Fourteen-year-old Jonathan Nussbaum from Annandale has been organizing Relay for Life teams for the past five years. So far, his team has raised $20,000 toward this year's relay.
"We come out every year and try to do the best we can," Nussbaum said. "Luckily we've raised more money each year."
Nussbaum's mother Debbie Rachlin is a cancer survivor who has been through four separate battles with cancer since Jonathan was two years old. She is currently fighting the disease.
"But that's not what it's about when we come out here," Rachlin said. "Our family doesn't like to talk about cancer. This gives us an easier way to deal with it. You can't ignore it, but this is a positive way to acknowledge it and do something about it."
Nussbaum usually spends most of his time at the relay socializing with friends. But, he always sets aside a few moments to spend with his mother.
Rachlin is organizing a team of family and friends for the relay, centered around the theme of celebration. Every hour, the team celebrates a new holiday, handing out Mardi Gras beads one hour then birthday hats the next. Rachlin said she has a lot to celebrate.
"I'm on new medication that is keeping me alive," she said. "It's all of our efforts, at relay, that are keeping me alive. Without all this, I would have been bye-bye a long time ago."
AMERICAN CANCER SOCIETY specialist Shari True, who organizes relays throughout the area, compared Relay for Life to a two-day party. Most teams decorate their campsites according to a theme, and sell fund-raising items relating to that theme. Last year, a team from the Reston Hospital Center dressed up in fatigues, like the characters in "M*A*S*H." This year, Reston Hospital Center staffers will be wearing medical scrubs, in tribute to popular television show, "E.R." One year, the boys on a high school track squad chose Prom as their theme, and ran around the track in ball gowns.
But at 9:30 on Saturday night the crowd will take a break from the party for the luminaria ceremony.

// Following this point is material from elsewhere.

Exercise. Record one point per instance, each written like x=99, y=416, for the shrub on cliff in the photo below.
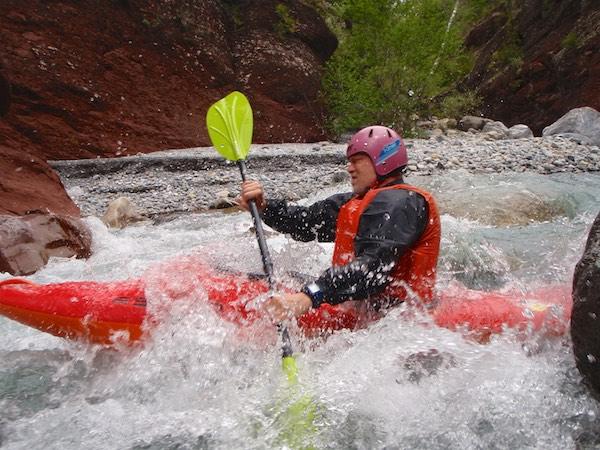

At that point, relay participants will set up candles around the track, each candle in memory of a cancer victim. True said the luminaria ceremony is what keeps bringing many people back to Relay for Life year after year.
"For some people, its really hard," True said. "You go from all this partying to, boom, really emotional. The other day somebody was telling me a story about a family who had lost a young mother, and they were sitting by the candles all night, just talking and remembering her."
True said she did not fully understand the importance of the luminaria ceremony until she was touched by a personal experience. Her father died in 1998, and when she later attended a Relay for Life event, her five-year-old daughter asked to buy a candle. True had not thought to buy a candle, because her father did not die of cancer.
"But I said, OK,' and we bought one," True said. "The second [my daughter] put the candle on the track she burst into tears. She needed that. She hadn't been able to go to the funeral. That gave me an idea of the power of the ceremony, of what it can do to help people. I've known people that died of cancer, but it never hit me like that."
BOTH THE LUMINARIA ceremony and the opening lap of the relay, at 1 p.m. on Saturday, are open to the public. There is also a survivors luncheon, open to all cancer survivors in the area, on Saturday at 11:30 a.m. in the green cafeteria at South Lakes High School. Last year, the Reston Relay for Life raised more than $388,000, and organizers hope to bring in over $400,000 this year. If teams are motivated to do some quick fund-raising, there is still time to register for the Reston relay. There are also other relay events in the weeks following the Reston event. For more information, call True at 703-937-1903.
The American Cancer Society puts more money toward cancer research than any other entity in the United States, beside the federal government.
"Our goal is that cancer is not so scary, that it's not a death sentence, that it's something you can get treatment for," True said.